Jakarta, BFI – PT HM Sampoerna Tbk (HMSP) dan PT Gudang Garam Tbk (GGRM) menaikkan harga produk rokok sebesar 0,6-4,8% pada Januari 2025, meski tarif cukai tidak berubah. Bagaimana prospek HM Sampoerna dan Gudang Garam ke depan, termasuk sahamnya?
RHB Sekuritas memperkirakan perusahaan tembakau atau rokok tetap menikmati pertumbuhan margin dan laba pada tahun ini, walaupun pertumbuhan volume penjualan diproyeksikan stagnan akibat daya beli konsumen yang lemah.

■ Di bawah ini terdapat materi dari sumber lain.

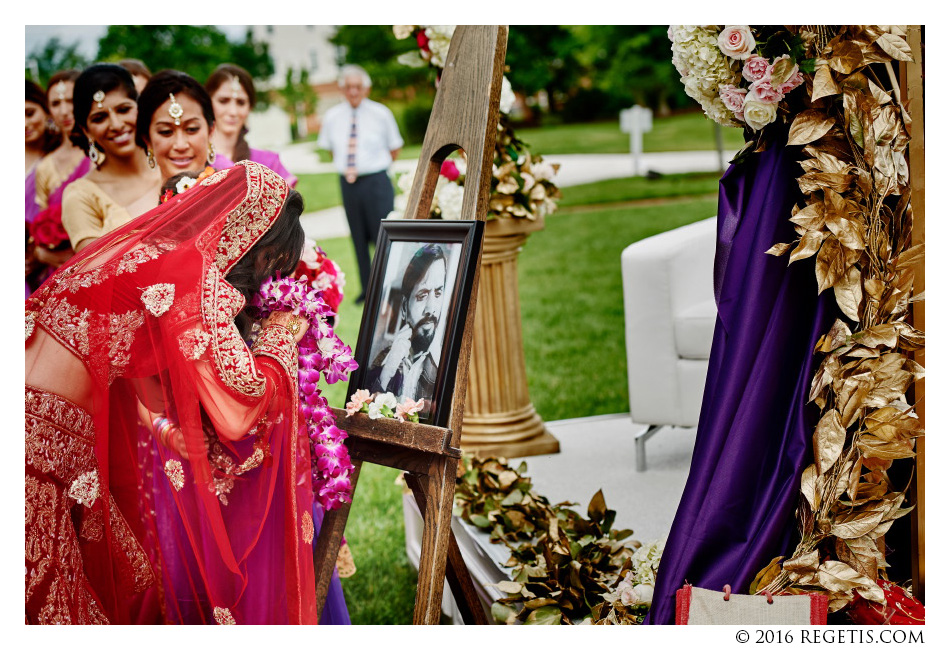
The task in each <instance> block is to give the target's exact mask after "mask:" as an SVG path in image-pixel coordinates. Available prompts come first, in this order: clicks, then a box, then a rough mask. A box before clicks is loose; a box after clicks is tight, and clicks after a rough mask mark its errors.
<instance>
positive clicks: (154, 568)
mask: <svg viewBox="0 0 950 650" xmlns="http://www.w3.org/2000/svg"><path fill="white" fill-rule="evenodd" d="M287 193H288V187H287V183H286V182H285V181H284V180H283V179H282V178H280V177H279V176H278V175H277V174H275V173H274V172H271V171H270V170H269V169H267V168H266V167H263V166H261V165H258V164H256V163H251V162H245V163H241V164H238V165H236V166H235V167H232V168H230V169H227V170H223V171H220V172H217V173H215V174H214V175H212V176H210V177H209V178H207V179H205V180H204V181H202V182H201V183H200V184H199V185H198V186H197V187H195V188H193V189H192V190H189V191H188V192H186V193H184V194H182V195H180V196H179V197H176V198H175V199H173V200H172V201H169V202H168V203H165V204H163V205H162V206H160V207H158V208H156V209H155V210H152V211H151V212H148V213H146V214H145V215H142V216H141V217H139V218H138V219H136V220H135V221H133V222H131V223H130V224H128V225H126V226H125V227H123V228H120V229H119V230H117V231H114V232H113V233H110V234H109V235H107V236H105V237H103V238H102V239H100V240H97V241H96V242H95V243H94V244H92V245H90V246H89V247H87V248H86V249H85V250H83V252H82V253H81V254H79V255H77V256H75V257H73V258H72V259H71V260H70V261H69V262H68V263H67V264H66V265H65V266H63V267H62V268H61V269H60V271H59V272H58V273H56V274H55V275H53V276H52V277H51V278H50V279H49V280H48V281H47V282H46V283H45V284H44V285H43V287H41V288H40V290H39V291H37V292H36V293H34V294H33V295H32V296H31V297H30V298H29V299H28V300H27V301H26V383H27V386H26V494H25V497H26V618H27V622H29V623H167V622H171V623H215V622H216V623H220V624H227V623H238V624H242V623H316V622H317V611H316V603H315V595H314V576H313V564H312V542H313V521H312V518H311V514H310V511H311V504H312V499H313V495H312V491H311V487H310V485H311V481H310V475H309V473H310V460H309V455H308V454H309V446H308V440H307V438H306V435H305V433H303V431H302V430H301V427H299V426H298V422H297V386H296V381H297V349H296V345H295V343H294V339H293V337H292V336H291V334H290V332H289V331H288V330H286V329H285V328H283V327H280V326H276V325H274V326H269V327H265V328H264V329H263V331H262V332H261V333H260V335H259V337H258V338H257V340H256V342H255V343H254V345H253V348H249V347H248V345H247V343H245V341H244V340H243V339H242V338H241V336H240V333H239V331H238V329H237V327H236V326H235V323H234V318H235V316H236V315H237V314H238V312H239V311H240V310H241V309H242V308H243V307H244V304H245V298H244V296H242V295H241V293H240V292H239V291H237V290H236V289H235V288H234V287H232V286H231V285H230V284H228V283H227V282H226V281H225V279H224V278H225V276H227V274H228V272H229V271H230V270H231V269H232V268H233V267H234V265H235V264H236V263H237V262H238V261H239V260H240V259H241V258H242V256H244V255H245V254H246V253H247V252H248V251H249V250H250V249H251V247H252V246H253V245H254V244H255V242H257V241H258V240H260V239H261V237H262V236H264V235H265V233H266V232H267V231H268V229H269V228H270V227H271V226H272V225H273V223H274V221H275V220H276V219H277V217H278V214H279V213H280V211H281V209H282V207H283V205H284V202H285V199H286V197H287ZM156 415H161V416H163V417H166V418H167V419H168V420H170V421H172V422H174V423H177V424H178V426H179V427H180V432H181V434H180V435H178V437H175V438H174V439H172V437H169V439H160V436H159V435H157V434H156V430H157V428H156V427H155V426H153V425H152V423H151V422H150V420H151V418H152V416H156Z"/></svg>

Pemain tier 1, seperti HM Sampoerna dan Gudang Garam, bakal diuntungkan oleh kenaikan batas harga jual eceran minimum (HJE) untuk merek di bawah tier 2. Selain itu, pembatalan kenaikan PPN menjadi 12% diharapkan mendorong volume penjualan.
Pemerintah mendorong kenaikan HJE untuk meningkatkan pendapatan negara dan mengurangi konsumsi tembakau. Kenaikan HJE berkisar 4,8-18,6% dengan kenaikan tertinggi pada sigaret kretek tangan (SKT) di bawah tier 1.
Pada kategori sigaret kretek mesin (SKM) dan sigaret putih mesin (SPM), kenaikan HJE perusahaan tier 2 seperti PT Wismilak Inti Makmur Tbk (WIIM) lebih tinggi dibandingkan tier 1. “Sehingga mendukung daya saing harga pemain tier 1 dan menjaga stabilitas volume penjualan,” tulis RHB Sekuritas dalam risetnya.
Broker efek itu memperkirakan HM Sampoerna (HMSP) dan Gudang Garam (GGRM) mampu membukukan pertumbuhan laba pada kuartal I-2025. Sebagai pemain tier 1, HMSP dan GGRM bakal mendapat keuntungan dari kenaikan HJE wajib yang lebih rendah.
HMSP menaikkan harga Dji Sam Soe sebesar 4,8% menjadi Rp 1.833/batang, mendekati harga Magnum Filter Rp 1.900/batang. GGRM juga telah menaikkan harga GG Shiver sebesar 3,1%. Kedua perusahaan diprediksi terus menaikkan harga hingga kuartal II-2025, sehingga gross profit margin (GPM) pada tahun ini pulih ke level tahun 2021.
Rekomendasi dan Target Harga Saham. Sementara itu, Wismilak (WIIM) diperkirakan mengikuti dan menaikkan harga dalam beberapa bulan mendatang. WIIM tergolong kurang agresif dalam menaikkan harga, dengan harga rokok Diplomat Evo hanya naik 2% yoy pada 2024.
WIIM diprediksi akan mulai menaikkan harga sebesar 3% pada Maret, mengikuti kenaikan harga SKT pemain tier 1 agar tetap kompetitif. Akibatnya, ekspansi margin WIIM ditaksir tertunda dibandingkan pemain tier 1.
Namun, tanpa kenaikan tarif cukai, pertumbuhan volume penjualan perusahaan tier 1 bakal tetap terbatas, karena konsumen cenderung beralih ke produk lebih murah (downtrading). Sebab itu, kenaikan harga diestimasi dapat mendukung margin dan laba.
RHB Sekuritas menetapkan HMSP sebagai pilihan utama, karena imbal hasil dividen (dividend yield) yang lebih tinggi. Sedangkan rekomendasi untuk sektor tembakau tetap netral.
Adapun rasio pembayaran dividen HMSP konsisten hampir 100% dan eksposur perseroan lebih besar pada Sampoerna Kretek, produk SKT yang lebih terjangkau dengan harga Rp 1.375/batang.
Risiko utamanya mencakup daya beli yang melemah, perdagangan rokok ilegal di kota tier 2, dan kenaikan harga tembakau.
Berikut adalah rekomendasi saham emiten tembakau/rokok:
- HM Sampoerna (HMSP): Buy, target harga Rp 970.
- Wismilak Inti Makmur (WIIM): Buy, target harga Rp 1.380.
- Gudang Garam (GGRM): Sell, target harga Rp 13.700.